Women, of course, have always got high, but there remains a gender stoner gap (almost twice as many men smoke weed), and until fairly recently, those who partook did so against a cultural backdrop of dude-bro stoner mythology. When I was a teenager, the people I witnessed getting high in books or on television were Cheech and Chong, Howard Marks, Afroman, Bill and Ted, Seth Rogan and Harold and Kumar. With the notable exceptions of Jackie and Donna in That 70s Show, there were scant female stoner role models. Yet many of my female friends (and some of their mothers) enjoyed a spliff or five of an evening. Now, in 2016, the madcap stoned adventures of Abbi and Ilana in Comedy Central’s Broad City have changed that narrative.

There’s no doubt that the “lady stoner” is having a cultural moment.
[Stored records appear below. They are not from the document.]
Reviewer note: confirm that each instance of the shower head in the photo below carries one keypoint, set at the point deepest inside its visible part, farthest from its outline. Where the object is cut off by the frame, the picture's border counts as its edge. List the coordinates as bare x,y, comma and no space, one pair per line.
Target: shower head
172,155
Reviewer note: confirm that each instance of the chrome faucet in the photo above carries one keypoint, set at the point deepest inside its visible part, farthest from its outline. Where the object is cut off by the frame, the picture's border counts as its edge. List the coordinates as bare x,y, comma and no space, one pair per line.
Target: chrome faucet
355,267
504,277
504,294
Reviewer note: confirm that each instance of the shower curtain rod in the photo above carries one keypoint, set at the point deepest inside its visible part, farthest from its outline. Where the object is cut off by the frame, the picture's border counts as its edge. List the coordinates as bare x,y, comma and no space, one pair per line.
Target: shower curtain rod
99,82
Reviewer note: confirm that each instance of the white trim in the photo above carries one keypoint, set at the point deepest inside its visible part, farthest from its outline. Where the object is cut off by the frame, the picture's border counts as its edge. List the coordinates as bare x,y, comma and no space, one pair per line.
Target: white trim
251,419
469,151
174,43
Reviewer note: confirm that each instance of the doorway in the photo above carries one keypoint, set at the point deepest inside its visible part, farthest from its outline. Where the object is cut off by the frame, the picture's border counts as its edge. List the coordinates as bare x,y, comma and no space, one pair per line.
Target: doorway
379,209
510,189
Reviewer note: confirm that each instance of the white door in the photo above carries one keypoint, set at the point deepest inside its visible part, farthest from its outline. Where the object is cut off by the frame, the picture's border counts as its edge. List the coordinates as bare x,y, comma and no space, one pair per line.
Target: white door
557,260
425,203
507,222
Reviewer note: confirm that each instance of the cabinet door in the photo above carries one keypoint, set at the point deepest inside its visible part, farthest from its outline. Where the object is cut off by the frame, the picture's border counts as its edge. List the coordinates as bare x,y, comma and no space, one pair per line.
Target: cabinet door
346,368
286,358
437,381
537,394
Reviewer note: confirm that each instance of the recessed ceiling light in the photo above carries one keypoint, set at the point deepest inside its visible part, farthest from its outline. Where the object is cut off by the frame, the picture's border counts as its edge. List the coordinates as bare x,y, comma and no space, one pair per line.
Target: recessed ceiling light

Rihanna’s stoner selfies are proud and unashamed. Several TV shows have nuanced female characters who also enjoy lighting it up. To search #Stonergirl is to be bombarded with an array of posts. Granted, many feature partial nudity and appear to play into male fantasies, an endeavour to which the phallic properties of a bong seem to lend themselves well (I don’t generally choose to get high in a lace thong and a crop top that reads “I love you pizza and pot”, but hey, good for you, not for me).

The female stoner’s public image may be only in its infancy, but away from the media, legal marijuana is changing the lives of women in chronic pain. It is being used to ease the symptoms of conditions affecting women, such as osteoporosis and period pain, while many others claim it helps with everything from anxiety to insomnia and is even said to give some better orgasms.

A safe, legal industry in which woman are well represented, and which makes a tangible difference to their quality of life: what could be more feminist than that? Certainly not an illegal black market semi-controlled by pimps and drug barons.

Some of the best conversations I’ve had with other women have involved weed. I’m certainly not saying that you should blaze all day as some kind of feminist statement – smoking weed does come with its inherent risks after all – but a world in which these conversations are able to take place legally and without shame feels like it might be a better one. Wouldn’t it be progress if all those women that we’re constantly being told drink too much had another outlet? Wouldn’t it be safer if your teenage daughter didn’t have to hang around Camden Lock at 1am just to get hold of some weed? No longer would young women have to ask drunken baby boomers to bite them off lumps of hash in the ladies’ toilets of pubs in Archway.

Women of Britain: the chance to make a better world is before us, and it’s one without period pain.